Open AK391 opened 3 years ago
Is there any detail about the speaker embedding? Such as What model is used to generate it, whether it is pre-trained, and what data set is used
@AK391 Thanks for your interest! Currently, we don't have a specific plan to release the code of that paper. We will add the link to the paper and demo page at README soon.
@980202006
We just used nn.Embedding
without pre-training. Thanks!
Thank you!
@wookladin
I have tried to reproduce this paper. My train mse mel loss reaches 0.18, while dev mel loss stops at 0.75.
After train the 'Decoder' model, I use this model to do GTA fine finetuning on the HiFi-GAN model you provide. Below is the HiFi-GAN model fine tuning loss
After that, I try to control speaker Identity by just switching the speaker embedding to target speaker, which is the the way you said in the paper.

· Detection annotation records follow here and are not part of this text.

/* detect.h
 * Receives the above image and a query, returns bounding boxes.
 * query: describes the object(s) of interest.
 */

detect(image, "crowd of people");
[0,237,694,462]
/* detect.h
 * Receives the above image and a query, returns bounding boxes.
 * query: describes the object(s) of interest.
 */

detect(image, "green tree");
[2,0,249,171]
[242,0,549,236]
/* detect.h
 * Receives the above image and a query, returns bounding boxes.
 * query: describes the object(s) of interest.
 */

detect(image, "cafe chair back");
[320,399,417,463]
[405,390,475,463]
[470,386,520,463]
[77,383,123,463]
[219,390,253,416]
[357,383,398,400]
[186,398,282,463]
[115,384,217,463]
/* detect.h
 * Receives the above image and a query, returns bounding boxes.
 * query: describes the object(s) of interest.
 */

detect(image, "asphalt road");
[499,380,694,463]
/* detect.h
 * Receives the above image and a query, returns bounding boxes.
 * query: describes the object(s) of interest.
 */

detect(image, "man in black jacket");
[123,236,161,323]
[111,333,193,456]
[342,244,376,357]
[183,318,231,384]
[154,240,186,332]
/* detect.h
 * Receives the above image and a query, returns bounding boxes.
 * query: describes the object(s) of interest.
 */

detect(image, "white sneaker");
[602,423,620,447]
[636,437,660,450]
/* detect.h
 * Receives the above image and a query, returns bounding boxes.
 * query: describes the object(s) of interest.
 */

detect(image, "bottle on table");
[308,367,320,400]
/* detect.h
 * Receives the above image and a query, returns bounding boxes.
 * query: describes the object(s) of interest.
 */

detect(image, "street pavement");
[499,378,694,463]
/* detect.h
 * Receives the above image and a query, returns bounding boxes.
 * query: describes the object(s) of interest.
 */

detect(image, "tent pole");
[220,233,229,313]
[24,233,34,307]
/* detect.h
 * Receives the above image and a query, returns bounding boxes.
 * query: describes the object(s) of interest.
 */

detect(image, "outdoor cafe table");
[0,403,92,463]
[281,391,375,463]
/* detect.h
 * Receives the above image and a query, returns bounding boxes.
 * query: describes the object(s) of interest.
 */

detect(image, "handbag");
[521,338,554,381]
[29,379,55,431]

I use a trained audio of CSD female speaker as the reference audio(the link below). https://drive.google.com/file/d/1QCGlfREai1AgkKnrLhdvZm-jt_k50R79/view?usp=sharing I use the speaker PAMR in NUS-48E dataset as target speaker. https://drive.google.com/file/d/19eL1XgAjR4eWTFv7M5jaMJMCWIC17m36/view?usp=sharing The result audio is: https://drive.google.com/file/d/1XsaWrSQ2xtiohbjpm6fFU-V28o4pp2wM/view?usp=sharing
I found that lyrics are hard to hear clearly.
My dataset config: devset: CSD speaker, these three audio en48/en49/en50 were chosed; NUS-48E speakers, ADIZ's 13 and JLEE 05 were chosed. trainset: the other songs in CSD and NUS-48E.

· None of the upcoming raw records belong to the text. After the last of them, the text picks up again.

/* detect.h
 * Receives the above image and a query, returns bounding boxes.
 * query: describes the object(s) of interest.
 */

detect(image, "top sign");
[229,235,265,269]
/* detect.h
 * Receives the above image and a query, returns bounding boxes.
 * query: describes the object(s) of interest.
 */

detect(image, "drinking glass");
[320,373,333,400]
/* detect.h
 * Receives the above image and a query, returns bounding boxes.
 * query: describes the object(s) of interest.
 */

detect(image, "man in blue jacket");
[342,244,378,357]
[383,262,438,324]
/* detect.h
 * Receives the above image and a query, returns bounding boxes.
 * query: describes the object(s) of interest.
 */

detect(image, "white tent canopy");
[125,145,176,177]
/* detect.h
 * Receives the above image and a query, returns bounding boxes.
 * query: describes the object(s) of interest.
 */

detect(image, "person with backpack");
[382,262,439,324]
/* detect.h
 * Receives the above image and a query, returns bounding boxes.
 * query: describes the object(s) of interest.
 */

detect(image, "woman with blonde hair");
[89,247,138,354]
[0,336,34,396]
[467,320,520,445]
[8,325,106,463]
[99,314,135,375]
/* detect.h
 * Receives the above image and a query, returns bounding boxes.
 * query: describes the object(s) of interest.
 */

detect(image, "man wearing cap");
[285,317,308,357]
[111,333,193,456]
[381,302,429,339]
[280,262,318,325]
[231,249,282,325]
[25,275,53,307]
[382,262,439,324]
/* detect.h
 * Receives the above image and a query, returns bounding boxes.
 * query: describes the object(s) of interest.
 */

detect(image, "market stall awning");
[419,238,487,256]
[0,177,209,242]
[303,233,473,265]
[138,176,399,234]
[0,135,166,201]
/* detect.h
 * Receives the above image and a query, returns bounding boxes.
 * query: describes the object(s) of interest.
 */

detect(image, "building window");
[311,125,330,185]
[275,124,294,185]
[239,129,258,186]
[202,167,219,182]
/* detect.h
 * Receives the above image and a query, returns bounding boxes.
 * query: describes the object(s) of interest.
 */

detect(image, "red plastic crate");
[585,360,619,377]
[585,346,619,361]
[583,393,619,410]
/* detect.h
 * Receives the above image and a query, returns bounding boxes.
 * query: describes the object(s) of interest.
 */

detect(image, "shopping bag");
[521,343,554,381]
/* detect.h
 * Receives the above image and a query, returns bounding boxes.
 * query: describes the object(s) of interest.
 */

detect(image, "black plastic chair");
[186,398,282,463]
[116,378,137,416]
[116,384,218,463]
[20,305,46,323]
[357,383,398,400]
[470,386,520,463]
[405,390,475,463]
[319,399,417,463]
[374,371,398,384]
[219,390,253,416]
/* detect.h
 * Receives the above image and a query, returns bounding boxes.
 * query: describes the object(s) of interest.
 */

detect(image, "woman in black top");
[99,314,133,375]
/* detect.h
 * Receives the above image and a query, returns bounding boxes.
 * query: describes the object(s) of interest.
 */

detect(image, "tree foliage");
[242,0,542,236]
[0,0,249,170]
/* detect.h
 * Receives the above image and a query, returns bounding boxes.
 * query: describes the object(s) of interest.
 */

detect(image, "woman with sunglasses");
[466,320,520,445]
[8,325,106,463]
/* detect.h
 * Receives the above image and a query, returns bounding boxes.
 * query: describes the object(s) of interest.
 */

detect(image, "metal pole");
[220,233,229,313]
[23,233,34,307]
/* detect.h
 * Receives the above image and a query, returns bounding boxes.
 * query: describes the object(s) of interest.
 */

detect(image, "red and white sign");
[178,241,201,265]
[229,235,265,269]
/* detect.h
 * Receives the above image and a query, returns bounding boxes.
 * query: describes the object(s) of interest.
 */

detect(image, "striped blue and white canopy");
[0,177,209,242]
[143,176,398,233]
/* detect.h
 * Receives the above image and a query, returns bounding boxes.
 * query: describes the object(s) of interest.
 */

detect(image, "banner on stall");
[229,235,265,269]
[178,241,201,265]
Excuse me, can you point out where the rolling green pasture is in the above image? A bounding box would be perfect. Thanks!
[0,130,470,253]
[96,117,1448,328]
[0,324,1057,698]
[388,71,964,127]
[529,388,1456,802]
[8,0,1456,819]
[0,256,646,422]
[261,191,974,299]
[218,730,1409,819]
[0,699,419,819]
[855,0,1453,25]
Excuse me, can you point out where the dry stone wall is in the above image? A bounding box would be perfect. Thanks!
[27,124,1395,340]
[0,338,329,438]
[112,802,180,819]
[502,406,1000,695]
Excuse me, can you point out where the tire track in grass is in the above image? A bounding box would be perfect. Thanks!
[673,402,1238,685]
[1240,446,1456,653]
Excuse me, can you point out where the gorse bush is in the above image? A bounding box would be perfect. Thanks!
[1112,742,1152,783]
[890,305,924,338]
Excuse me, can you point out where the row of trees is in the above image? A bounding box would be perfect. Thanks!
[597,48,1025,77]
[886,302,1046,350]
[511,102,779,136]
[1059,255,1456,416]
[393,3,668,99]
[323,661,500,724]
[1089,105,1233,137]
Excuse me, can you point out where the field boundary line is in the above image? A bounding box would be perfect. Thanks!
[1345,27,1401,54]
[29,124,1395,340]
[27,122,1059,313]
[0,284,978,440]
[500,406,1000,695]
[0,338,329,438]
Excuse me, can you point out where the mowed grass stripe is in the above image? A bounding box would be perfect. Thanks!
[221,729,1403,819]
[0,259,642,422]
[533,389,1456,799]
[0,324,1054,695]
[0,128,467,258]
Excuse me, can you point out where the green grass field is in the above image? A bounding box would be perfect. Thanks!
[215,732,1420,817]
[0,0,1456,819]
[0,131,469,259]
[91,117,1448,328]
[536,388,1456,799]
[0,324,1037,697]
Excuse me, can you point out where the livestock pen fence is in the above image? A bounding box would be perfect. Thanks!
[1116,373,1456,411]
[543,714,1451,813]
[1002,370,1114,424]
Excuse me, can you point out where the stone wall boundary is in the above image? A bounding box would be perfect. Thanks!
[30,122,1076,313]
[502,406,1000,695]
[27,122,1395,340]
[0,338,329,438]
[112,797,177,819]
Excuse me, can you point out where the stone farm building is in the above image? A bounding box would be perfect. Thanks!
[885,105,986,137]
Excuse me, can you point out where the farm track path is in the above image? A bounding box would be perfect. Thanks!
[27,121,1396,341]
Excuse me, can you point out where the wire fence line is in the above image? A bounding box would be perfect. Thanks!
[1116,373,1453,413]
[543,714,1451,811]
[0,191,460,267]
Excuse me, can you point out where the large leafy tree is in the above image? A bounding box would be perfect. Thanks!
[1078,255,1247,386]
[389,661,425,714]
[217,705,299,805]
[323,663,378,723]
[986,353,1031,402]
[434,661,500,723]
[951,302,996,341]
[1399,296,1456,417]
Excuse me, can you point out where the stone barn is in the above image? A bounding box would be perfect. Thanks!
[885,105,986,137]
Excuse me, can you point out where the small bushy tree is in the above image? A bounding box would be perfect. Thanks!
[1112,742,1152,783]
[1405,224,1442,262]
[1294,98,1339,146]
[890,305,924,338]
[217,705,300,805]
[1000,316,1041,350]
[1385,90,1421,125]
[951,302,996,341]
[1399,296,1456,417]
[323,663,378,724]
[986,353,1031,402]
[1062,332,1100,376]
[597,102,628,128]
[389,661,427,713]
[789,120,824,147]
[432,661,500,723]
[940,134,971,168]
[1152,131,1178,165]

My speaker embedding dimension is 256.( It seems 256 is too large?)
I want to know what could be the problem with my model? And can you share you Decoder model train/dev loss? My Decoder model got a relative larger mel MSE loss on devset than trainset.
@iehppp2010 Hi. I think your alignment encoder, 'Cotatron' doesn't seem to be working properly. As explained in the paper, we transferred Cotatron from pre-trained weights, which are trained with LibriTTS and VCTK. Did you transfer from those weights? You can find pre-trained weights in this Google Drive link.
@wookladin Thanks for your quick reply. I do used the pre-trained weights. When I train the 'Decoder' model, the 'Cotatron' aligner model is freezed. I found the plotted alignment is not as good as other TTS model,e.g. Tacotron2.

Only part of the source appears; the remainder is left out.